If we return to The Problem of Pain, Lewis helps us see how richly God loves us. He says, “But God wills our good, and our good is to love Him (with that responsive love proper to creatures) and to love Him we must know Him: and if we know Him, we shall in fact fall on our faces. If we do not, that only shows that what we are trying to love is not yet God—though it may be the nearest approximation to God which our thought and fantasy can attain. Yet the call is not only to prostration and awe; it is to a reflection of the Divine life, a creaturely participation in the Divine attributes which is far beyond our present desires. We are bidden to ‘put on Christ’, to become like God. That is, whether we like it or not, God intends to give us what we need, not what we now think we want. Once more, we are embarrassed by the intolerable compliment, by too much love, not too little” (chapter 3).
This reminds me of Ephesians 1:7-10: “In him we have redemption through his blood, the forgiveness of our trespasses, according to the riches of his grace, which he lavished upon us, in all wisdom and insight making known to us the mystery of his will, according to his purpose, which he set forth in Christ as a plan for the fullness of time, to unite all things in him, things in heaven and things on earth.”

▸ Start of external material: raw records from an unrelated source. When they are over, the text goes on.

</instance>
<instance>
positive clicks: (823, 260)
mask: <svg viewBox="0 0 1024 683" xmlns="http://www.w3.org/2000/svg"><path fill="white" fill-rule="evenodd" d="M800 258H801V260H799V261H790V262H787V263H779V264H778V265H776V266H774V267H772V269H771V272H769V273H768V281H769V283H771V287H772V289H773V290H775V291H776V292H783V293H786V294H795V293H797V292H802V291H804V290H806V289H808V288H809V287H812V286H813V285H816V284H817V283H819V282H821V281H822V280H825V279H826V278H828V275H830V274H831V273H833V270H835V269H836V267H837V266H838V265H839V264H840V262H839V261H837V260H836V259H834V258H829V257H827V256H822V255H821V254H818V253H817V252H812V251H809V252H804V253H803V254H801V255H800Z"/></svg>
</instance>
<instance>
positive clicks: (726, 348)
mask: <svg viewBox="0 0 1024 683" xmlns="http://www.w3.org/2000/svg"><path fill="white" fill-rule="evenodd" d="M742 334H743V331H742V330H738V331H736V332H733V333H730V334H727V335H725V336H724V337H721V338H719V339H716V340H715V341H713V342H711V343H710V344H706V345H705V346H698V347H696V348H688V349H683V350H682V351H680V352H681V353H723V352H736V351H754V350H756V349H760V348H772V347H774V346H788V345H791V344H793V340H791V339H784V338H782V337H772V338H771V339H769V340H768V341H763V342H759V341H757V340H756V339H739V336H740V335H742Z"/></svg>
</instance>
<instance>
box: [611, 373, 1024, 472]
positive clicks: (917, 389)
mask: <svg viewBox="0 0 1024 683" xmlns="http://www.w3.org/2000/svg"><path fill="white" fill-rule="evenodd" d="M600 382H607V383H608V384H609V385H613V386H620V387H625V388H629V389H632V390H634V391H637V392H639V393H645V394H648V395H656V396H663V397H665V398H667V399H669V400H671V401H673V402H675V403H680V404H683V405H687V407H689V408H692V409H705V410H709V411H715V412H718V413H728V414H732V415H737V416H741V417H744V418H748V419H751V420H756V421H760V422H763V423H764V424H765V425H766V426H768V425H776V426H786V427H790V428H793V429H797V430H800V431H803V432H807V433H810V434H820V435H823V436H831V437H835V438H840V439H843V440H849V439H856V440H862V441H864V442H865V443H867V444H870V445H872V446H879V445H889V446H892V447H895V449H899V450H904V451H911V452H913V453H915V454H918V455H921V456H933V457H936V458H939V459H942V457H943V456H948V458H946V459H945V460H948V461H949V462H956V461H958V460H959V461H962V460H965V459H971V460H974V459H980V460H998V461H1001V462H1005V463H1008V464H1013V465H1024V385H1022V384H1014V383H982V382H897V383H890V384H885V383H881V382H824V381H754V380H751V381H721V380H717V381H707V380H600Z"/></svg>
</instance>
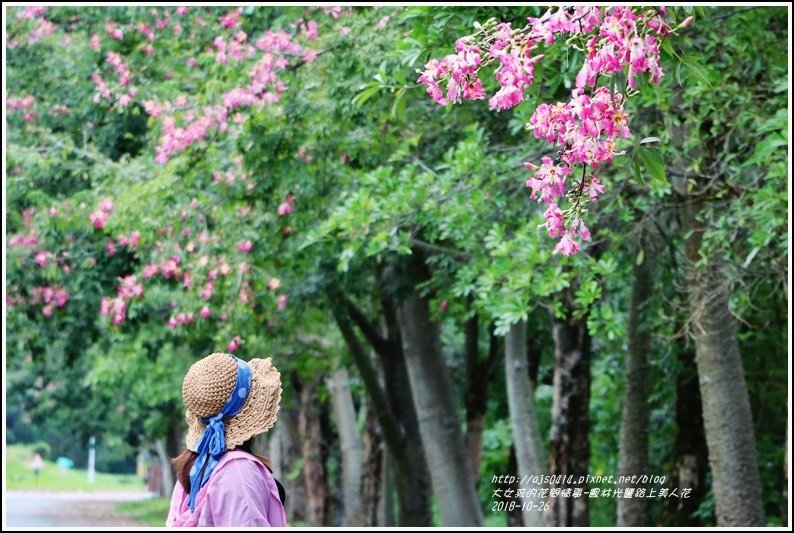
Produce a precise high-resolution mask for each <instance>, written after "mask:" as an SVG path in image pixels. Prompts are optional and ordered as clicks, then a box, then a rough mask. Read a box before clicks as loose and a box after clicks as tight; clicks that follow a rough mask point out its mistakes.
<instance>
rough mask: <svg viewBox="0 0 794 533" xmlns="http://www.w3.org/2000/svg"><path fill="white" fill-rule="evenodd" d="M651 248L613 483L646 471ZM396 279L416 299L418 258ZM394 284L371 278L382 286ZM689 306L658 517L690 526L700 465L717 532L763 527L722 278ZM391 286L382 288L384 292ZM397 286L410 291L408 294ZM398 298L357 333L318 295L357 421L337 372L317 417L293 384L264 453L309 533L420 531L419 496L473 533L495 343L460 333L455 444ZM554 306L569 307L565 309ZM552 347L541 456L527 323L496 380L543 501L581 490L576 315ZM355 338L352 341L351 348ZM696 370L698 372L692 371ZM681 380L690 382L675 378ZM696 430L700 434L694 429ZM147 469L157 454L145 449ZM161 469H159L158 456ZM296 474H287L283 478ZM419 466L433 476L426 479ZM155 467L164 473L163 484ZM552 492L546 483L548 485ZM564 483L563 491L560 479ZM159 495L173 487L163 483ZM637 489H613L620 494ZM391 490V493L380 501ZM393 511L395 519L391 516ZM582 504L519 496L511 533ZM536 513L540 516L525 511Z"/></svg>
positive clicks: (629, 375) (348, 302) (448, 384)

Oh, and what a love that Jesus laid down the riches in heaven, as Philippians 2 tells us, in order to become the paradox of fully God and fully human, incarnate to show us this love. In The World’s Last Night, Lewis says, “A generation which has accepted the curvature of space need not boggle at the impossibility of imagining the consciousness of incarnate God. In that consciousness the temporal and the timeless were united. I think we can acquiesce in mystery at that point, provided we do not aggravate it by our tendency to picture the timeless life of God as, simply, another sort of time. We are committing that blunder whenever we ask how Christ could be at the same moment ignorant and omniscient, or how he could be the God who neither slumbers nor sleeps while he slept” (chapter 7).
May we experience the love of Christ, in his Incarnation, in the cross, and in his resurrection, this Advent season.